OPM projects in the rule’s preamble. that this change will not generate many new enrollees because most of the affected employees already have coverage from other sources. The irony is that the ACA imposes an enormous excise tax on insured FEHB plan carriers and other health insurers and HMOs to mop up the “excess profits” stemming from the ACA’s shared responsbility mandates

And speaking of ACA burdens, the IRS last week posted draft forms (1094c and 1095c) that FEHB plan carriers and all other health plans will use to report to the IRS on whether their members comply with the ACA’s individual shared responsibility mandate. This process involves a tremendous administrative burden of of collecting all covered family member Social Security Numbers which of course the IRS uses as Tax Identification Numbers. Remember folks that this collection effort benefits you, not the carrier.
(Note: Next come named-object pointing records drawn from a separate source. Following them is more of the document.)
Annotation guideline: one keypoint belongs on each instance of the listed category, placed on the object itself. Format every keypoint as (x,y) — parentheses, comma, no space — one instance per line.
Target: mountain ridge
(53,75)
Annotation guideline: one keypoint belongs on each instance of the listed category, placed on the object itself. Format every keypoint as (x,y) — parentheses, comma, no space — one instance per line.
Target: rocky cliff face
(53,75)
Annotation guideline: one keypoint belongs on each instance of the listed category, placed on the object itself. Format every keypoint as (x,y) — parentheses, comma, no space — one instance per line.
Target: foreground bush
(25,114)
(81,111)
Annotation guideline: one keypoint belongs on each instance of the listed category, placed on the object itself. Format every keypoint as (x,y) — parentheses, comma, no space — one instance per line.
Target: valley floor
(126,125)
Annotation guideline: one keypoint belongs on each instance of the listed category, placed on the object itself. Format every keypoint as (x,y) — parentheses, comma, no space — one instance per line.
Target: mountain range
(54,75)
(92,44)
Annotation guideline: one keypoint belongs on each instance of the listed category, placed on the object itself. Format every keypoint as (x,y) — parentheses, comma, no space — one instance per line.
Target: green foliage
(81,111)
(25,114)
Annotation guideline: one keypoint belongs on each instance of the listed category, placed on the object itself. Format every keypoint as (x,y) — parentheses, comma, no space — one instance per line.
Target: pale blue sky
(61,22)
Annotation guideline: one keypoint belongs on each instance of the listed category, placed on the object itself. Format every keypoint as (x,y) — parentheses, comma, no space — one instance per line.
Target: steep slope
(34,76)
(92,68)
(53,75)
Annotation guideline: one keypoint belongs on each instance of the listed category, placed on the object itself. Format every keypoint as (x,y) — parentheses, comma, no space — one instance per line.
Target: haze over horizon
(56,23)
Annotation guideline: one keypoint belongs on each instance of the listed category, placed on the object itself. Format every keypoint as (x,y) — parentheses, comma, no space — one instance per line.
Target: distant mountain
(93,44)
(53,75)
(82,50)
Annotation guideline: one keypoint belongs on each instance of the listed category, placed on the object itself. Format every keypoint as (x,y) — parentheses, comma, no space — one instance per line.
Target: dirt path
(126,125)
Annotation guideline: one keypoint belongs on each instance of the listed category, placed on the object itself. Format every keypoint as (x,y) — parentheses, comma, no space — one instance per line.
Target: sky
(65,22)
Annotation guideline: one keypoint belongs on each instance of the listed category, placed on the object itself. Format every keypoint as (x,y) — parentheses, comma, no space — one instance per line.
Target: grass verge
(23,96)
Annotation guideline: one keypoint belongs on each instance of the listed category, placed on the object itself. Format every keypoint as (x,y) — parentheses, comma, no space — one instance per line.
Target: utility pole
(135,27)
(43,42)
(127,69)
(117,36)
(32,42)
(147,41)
By the way, also last week the IRS announced the cap on the 2014 tax on individuals who don’t have minimum essential coverage —

For 2014, the annual payment amount is:
The greater of:
1 percent of your household income that is above the tax return filing threshold for your filing status, or
Your family’s flat dollar amount, which is $95 per adult and $47.50 per child, limited to a family maximum of $285,
But capped at the cost of the national average premium for a bronze level health plan available through the Marketplace in 2014. For 2014, the annual national average premium for a bronze level health plan available through the Marketplace is $2,448 per individual ($204 per month per individual), but $12,240 for a family with five or more members ($1,020 per month for a family with five or more members).  See Rev. Proc. 2014-46.

P.S. The IRS delayed the required distribution of these forms until January 2016 for the 2015 tax year.